Energy firms that rescued stranded customers from fallen suppliers since September can now submit claims for costs they have suffered as a consequence.
Market regulator Ofgem has announced that claims can be made up until Monday 6 December.
This confirms temporary changes set out by Ofgem in late October to the Supplier of Last Resort Process (SoLR).
Ofgem said: “We are making these changes as we recognise that the current market conditions are extremely challenging.

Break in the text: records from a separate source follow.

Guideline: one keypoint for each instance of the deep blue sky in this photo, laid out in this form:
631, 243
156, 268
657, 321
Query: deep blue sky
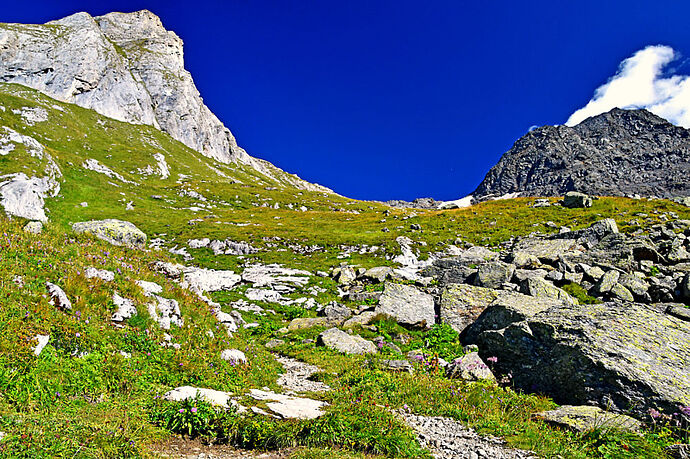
395, 99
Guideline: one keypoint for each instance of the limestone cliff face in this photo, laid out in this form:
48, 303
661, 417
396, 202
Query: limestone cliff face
126, 66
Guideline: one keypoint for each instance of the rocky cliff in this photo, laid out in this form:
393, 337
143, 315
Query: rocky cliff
619, 153
126, 66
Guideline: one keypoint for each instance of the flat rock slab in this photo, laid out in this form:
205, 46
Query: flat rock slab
269, 275
548, 250
117, 232
297, 374
347, 344
290, 407
407, 305
585, 418
469, 367
449, 439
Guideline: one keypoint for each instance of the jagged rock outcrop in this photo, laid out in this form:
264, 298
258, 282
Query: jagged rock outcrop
624, 356
619, 153
126, 66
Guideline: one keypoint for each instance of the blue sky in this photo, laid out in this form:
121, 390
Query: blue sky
397, 99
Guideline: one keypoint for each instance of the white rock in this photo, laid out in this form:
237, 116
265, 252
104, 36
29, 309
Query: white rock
102, 274
198, 243
214, 397
58, 298
268, 275
94, 165
149, 288
101, 63
290, 407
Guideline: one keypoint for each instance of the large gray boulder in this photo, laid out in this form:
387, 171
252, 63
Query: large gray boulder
117, 232
340, 341
548, 250
541, 288
494, 274
622, 357
126, 66
407, 305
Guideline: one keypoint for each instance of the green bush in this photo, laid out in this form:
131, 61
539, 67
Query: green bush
193, 417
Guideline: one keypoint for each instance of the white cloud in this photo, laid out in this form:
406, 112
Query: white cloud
639, 83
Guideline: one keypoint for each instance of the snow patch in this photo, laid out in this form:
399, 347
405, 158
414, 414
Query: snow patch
24, 196
457, 204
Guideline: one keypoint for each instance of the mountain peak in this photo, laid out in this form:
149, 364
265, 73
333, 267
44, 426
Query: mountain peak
126, 66
618, 153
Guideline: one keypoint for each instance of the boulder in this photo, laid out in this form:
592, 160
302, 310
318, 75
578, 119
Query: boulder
592, 235
451, 271
397, 365
620, 356
378, 274
103, 274
214, 397
542, 288
607, 281
302, 323
462, 304
407, 305
575, 200
621, 293
346, 275
274, 274
469, 367
347, 344
494, 274
679, 311
364, 318
337, 312
202, 280
116, 232
34, 227
586, 418
41, 343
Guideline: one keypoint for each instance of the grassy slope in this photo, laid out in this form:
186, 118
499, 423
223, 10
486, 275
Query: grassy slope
98, 405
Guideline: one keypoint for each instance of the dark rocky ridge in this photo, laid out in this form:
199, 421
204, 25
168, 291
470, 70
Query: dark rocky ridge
619, 153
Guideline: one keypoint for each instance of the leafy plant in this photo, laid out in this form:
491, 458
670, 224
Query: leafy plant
191, 417
576, 291
441, 339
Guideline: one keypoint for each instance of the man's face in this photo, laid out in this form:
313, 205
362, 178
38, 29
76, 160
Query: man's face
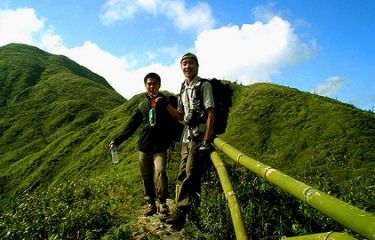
189, 68
152, 86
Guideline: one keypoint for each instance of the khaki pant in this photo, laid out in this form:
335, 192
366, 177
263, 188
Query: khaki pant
154, 175
189, 175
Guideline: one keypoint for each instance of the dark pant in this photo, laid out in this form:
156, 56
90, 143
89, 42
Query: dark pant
189, 175
154, 175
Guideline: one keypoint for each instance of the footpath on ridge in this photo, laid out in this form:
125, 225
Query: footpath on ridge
154, 228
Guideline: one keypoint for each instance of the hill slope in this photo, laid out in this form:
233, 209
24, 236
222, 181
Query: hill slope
45, 100
56, 119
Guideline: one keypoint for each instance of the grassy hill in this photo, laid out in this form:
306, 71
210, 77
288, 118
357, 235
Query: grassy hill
57, 180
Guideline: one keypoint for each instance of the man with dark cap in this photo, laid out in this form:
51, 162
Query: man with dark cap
196, 102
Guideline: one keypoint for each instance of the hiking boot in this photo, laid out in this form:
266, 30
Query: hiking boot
164, 209
151, 209
177, 218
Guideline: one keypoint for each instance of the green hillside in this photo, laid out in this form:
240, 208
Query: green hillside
57, 180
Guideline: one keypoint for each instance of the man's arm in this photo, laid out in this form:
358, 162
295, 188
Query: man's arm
175, 113
209, 124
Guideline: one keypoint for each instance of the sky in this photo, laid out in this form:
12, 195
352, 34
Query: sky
318, 46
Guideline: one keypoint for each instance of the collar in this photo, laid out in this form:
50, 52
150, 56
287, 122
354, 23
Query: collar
195, 80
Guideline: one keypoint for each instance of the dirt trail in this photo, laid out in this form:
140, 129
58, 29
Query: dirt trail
154, 228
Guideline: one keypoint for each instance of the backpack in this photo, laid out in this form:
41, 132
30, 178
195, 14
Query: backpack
223, 101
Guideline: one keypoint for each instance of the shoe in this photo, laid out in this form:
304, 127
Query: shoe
164, 209
151, 209
177, 218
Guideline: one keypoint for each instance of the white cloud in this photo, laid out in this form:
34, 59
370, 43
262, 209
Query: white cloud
250, 53
330, 86
198, 18
19, 26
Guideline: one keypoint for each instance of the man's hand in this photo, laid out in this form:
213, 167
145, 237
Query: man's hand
162, 102
205, 146
111, 144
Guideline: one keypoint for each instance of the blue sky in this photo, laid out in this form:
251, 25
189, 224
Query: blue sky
323, 47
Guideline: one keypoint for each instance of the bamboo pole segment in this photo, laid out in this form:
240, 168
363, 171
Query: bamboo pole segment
239, 226
322, 236
352, 217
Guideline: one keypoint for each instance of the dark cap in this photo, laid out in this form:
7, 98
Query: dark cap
190, 55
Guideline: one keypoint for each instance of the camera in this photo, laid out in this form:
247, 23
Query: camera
194, 117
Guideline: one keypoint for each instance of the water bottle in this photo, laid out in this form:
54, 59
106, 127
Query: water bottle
114, 154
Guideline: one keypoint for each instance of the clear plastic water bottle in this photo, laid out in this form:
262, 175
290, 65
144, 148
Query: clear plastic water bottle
114, 154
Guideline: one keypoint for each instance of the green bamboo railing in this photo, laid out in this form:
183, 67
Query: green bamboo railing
322, 236
352, 217
239, 226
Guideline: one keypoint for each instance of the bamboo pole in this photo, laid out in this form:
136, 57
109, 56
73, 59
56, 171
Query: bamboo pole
239, 226
322, 236
352, 217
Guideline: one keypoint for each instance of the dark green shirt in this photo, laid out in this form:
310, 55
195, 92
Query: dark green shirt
152, 138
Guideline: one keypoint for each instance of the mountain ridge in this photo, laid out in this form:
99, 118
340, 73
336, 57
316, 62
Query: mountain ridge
57, 119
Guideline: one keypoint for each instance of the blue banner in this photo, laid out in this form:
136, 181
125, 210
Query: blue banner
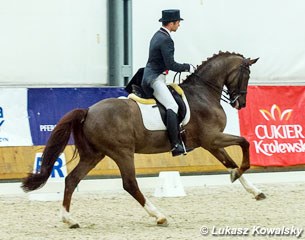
47, 105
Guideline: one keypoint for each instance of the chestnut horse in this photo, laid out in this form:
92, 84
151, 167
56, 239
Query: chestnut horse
114, 128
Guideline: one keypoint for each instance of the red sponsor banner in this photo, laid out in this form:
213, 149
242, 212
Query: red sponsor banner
274, 124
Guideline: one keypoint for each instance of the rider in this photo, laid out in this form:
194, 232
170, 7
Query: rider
160, 60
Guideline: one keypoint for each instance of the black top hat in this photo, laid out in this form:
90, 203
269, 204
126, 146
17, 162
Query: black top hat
170, 15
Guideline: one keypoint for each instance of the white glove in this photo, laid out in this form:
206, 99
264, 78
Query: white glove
192, 68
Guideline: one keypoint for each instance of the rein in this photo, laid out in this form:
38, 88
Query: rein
225, 94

We want to work collaboratively with suppliers and the wider industry to ensure that the SoLR process can continue to protect consumers.”
So far, over two million customers across the UK in the past three months have been shifted from one of the 24 collapsed suppliers to another energy firm by Ofgem as part of the SoLR process.
This process typically incurs heavy costs from firms, banking on increased profits when the market recovers due to an expanded customer base but suffering heavy losses simply from onboarding consumers.
The energy price cap is currently set at £1,277 per year, which limits the ability of firms to pass on charges to consumers amid a five-fold annual rise in wholesale prices.
Ofgem has an ongoing consultation on the price cap, amid growing pressure from industry bosses such as ScottishPower’s CEO and Utilita Energy’s founder to review the mechanism.
Its CEO told the House of Lords that it is also looking to bring in capital controls and hedging limits to prevent suppliers being over-exposed to market shocks.
Some challenger firms failed to buy gas more than 3-6 months in advance, in a market focused on switching consumers and low prices.